Manovra: vale in 4 anni 43,4 miliardi
Intanto si va delineando l'esatto ammontare della manovra inviata ieri al Quirinale, il cui valore si attesterebbe a 43,398 miliardi in 4 anni. Come si legge nella tabella allegata al testo, la correzione dell'indebitamento è di 5,3 mln nel 2011, 151,8 mln nel 2012. Sale a 17,876 mld nel 2013 e a 25,364 mld nel 2014. Il saldo netto da finanziare risulta pari a 4,8 milioni per quest'anno, 187,2 milioni per il prossimo, 14,441 miliardi per il 2013 e 19,338 miliardi per il 2014.
Dalla rivalutazione delle pensioni risparmi per 2,8 miliardi
Sul fronte poi della rivalutazione delle pensioni - capitolo spinosissimo del decreto e su cui si è già aperto un duro scontro all'interno della maggioranza - i risparmi ammonterebbero a 2,780 miliardi nel triennio 2012-2014, secondo la stima contenuta nella Relazione tecnica alla manovra.
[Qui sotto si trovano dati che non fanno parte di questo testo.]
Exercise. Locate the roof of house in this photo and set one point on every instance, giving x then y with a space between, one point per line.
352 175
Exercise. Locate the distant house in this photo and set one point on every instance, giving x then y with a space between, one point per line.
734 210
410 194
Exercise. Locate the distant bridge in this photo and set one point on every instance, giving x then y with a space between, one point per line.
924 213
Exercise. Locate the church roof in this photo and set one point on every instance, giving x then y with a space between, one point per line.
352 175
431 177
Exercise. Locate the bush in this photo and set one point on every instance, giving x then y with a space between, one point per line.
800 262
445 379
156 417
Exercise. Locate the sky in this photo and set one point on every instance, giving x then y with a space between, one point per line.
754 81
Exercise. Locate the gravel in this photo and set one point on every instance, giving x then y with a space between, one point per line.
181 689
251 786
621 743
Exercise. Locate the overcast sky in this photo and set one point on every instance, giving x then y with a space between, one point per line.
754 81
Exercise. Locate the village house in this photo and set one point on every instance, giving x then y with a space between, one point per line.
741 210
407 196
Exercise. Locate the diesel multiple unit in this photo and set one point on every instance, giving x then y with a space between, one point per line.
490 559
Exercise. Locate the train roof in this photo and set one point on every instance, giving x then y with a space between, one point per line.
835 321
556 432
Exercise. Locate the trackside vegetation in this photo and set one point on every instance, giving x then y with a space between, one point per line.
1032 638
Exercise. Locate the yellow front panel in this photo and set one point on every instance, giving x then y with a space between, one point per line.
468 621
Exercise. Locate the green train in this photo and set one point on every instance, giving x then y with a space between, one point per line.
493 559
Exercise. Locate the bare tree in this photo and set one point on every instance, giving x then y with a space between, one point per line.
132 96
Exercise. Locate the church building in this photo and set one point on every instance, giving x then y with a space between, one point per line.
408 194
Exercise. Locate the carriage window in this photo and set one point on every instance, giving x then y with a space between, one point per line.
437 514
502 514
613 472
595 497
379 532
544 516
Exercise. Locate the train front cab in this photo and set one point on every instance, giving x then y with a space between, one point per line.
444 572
In particolare, gli effetti finanziari saranno pari al lordo di effetti fiscali a 600 milioni nel 2012, 1,090 miliardi nel 2013 e 1,090 mld nel 2014. Al netto degli effetti fiscali, invece, il risparmio sarà di 420 milioni l'anno prossimo, 680 milioni nel 2013 e 680 nel 2014. La misura del dl prevede per il biennio 2012-2013 l'applicazione dell'indice di rivalutazione per fasce di importo: quindi una rivalutazione al 100% per gli assegni fino a 3 volte il trattamento minimo Inps (fino a un importo di 1.428 euro mensili), al 45% per la fascia da 3 a 5 volte il minimo (tra 1.428 e 2.380 euro mensili) e nessuna rivalutazione oltre 5 volte il trattamento minimo (ovvero superiori a 2.380 euro mensili). (Ce. Do.)